Pero el fascismo, para quien lo ha vivido, no conoce abstracciones sino hechos reales que se desatan sin orden ni ley. Lo sabe muy bien Kilmar Abrego García, deportado al gulag de Nayib Bukele en El Salvador junto a centenares de inmigrantes, aun habiendo orden judicial de suspender dicho procedimiento por crasa ilegalidad, no de los sujetos deportados sino de la autoridad. O de la bióloga rusa Kseniia Petrova, detenida por agentes del ICE en el aeropuerto de Boston cuando regresaba de París, y trasladada a un centro penitenciario en Louisiana donde aún permanece a la espera de un juicio de deportación, acusada de ingresar muestras biológicas para su trabajo de laboratorio en la Universidad de Harvard, donde ejerce como investigadora asociada. Su caso, además de impune como muchos otros denunciados a diario en la prensa, puso una nota de bochorno sobre la institución, en donde no hubo una sola firma de protesta por su detención por parte de sus colegas, aterrados como están de sufrir represalias y sin dinero federal para seguir con sus investigaciones. Tampoco las autoridades de Harvard alzaron la voz, eludiendo toda relación con Petrova mientras esperan que el gobierno descongele la escalofriante suma de 2 200 millones de dólares de los fondos federales que financian los proyectos de la universidad.

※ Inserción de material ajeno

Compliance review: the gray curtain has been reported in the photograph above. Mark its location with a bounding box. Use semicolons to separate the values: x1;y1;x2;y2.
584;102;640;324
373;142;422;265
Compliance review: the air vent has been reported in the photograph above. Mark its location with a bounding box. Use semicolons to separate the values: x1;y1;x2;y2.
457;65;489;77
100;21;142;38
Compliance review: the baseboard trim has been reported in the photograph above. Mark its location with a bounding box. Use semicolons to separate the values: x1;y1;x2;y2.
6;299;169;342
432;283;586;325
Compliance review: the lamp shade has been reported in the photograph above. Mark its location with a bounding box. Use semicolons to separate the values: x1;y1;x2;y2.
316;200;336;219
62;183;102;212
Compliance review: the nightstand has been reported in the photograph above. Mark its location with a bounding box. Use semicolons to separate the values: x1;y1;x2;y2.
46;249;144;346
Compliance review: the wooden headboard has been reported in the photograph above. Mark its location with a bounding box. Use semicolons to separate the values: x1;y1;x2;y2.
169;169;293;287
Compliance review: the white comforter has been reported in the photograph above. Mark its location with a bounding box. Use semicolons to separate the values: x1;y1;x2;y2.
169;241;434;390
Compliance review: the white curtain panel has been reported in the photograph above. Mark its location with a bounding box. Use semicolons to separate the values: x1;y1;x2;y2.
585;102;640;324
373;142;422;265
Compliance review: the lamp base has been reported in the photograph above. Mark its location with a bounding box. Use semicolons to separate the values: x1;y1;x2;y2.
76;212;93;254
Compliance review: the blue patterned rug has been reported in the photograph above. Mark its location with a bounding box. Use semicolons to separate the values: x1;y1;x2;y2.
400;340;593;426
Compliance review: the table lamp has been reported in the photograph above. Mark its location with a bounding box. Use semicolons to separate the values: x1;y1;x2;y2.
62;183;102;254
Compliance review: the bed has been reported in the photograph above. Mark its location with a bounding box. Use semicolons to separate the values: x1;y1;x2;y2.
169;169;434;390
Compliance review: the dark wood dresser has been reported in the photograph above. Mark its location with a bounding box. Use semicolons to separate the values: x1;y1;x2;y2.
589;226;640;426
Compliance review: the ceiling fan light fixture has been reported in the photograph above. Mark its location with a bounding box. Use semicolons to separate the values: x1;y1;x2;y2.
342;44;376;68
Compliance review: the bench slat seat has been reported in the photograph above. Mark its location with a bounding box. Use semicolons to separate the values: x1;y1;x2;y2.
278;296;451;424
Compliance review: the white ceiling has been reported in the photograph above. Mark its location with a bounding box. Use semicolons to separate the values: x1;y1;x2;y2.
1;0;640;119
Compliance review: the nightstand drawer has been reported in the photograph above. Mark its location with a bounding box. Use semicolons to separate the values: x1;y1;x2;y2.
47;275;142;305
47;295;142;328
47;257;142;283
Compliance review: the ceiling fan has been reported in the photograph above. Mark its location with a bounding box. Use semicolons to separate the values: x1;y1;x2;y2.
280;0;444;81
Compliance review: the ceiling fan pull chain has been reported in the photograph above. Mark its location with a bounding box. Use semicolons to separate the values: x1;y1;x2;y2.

¿Quién incumple su misión social y política aquí, el pensamiento liberal que calla por un interés sanguíneo o quien aplica el programa de cambios que prometió a los electores? Me resisto a preguntarle a mi amigo GPT. Temo yo también que me cancelen la suscripción. Ya el pensamiento liberal ha levantado muchas veces su dedo acusador para tildar de fascista a quien disienta de la corrección política. Sin ir muy lejos en el tiempo, vale la pena recordar por ejemplo la polémica que enfrentó Kubrick tras el estreno de La naranja mecánica en 1971, donde esta vez fue el profesor Fred Hechinger quien salió a castigarlo. En ella, el profe Hechinger comentó que, ante el estreno del film, “un liberal avisado debería reconocer la voz del fascismo”, en alusión a la violencia del personaje de Alex en el film de marras. Kubrick contraatacó en las páginas del The New York Times, corrigiendo a Hechinger en cada una de sus líneas, pero en particular en su presunción central sobre la condición humana como una especie de ángeles biempensantes y no de asesinos armados de sexo y metralla, hombres descendientes de monos erectos que en estado de naturaleza se comportarían a la primera provocación como lo que eran: lobos del hombre. Y Kubrick cerraba la polémica citando al dramaturgo Robert Ardrey, para quien no había nada de qué extrañarse: “¿De qué vamos a asombrarnos? ¿De nuestros asesinatos, genocidios y misiles? No, sino más bien de nuestras sinfonías por pocas veces que las toquemos; de nuestros tratados por poco que valgan; de nuestros sembrados por más que a veces los convirtamos en campos de batalla; de nuestros sueños por más que solo raras veces se conviertan en realidad. El milagro del hombre no reside en cuán bajo ha caído sino a qué alturas se ha elevado. Entre las estrellas se nos conoce por nuestros poemas, no por nuestros cadáveres”.
Que el doctor Strangelove nos lo recuerde cincuenta años después de poblar de risas el set de la pesadilla no es precisamente fascismo, por mucho que lo evoquen estos cien días que prefiguran los mil que vendrán.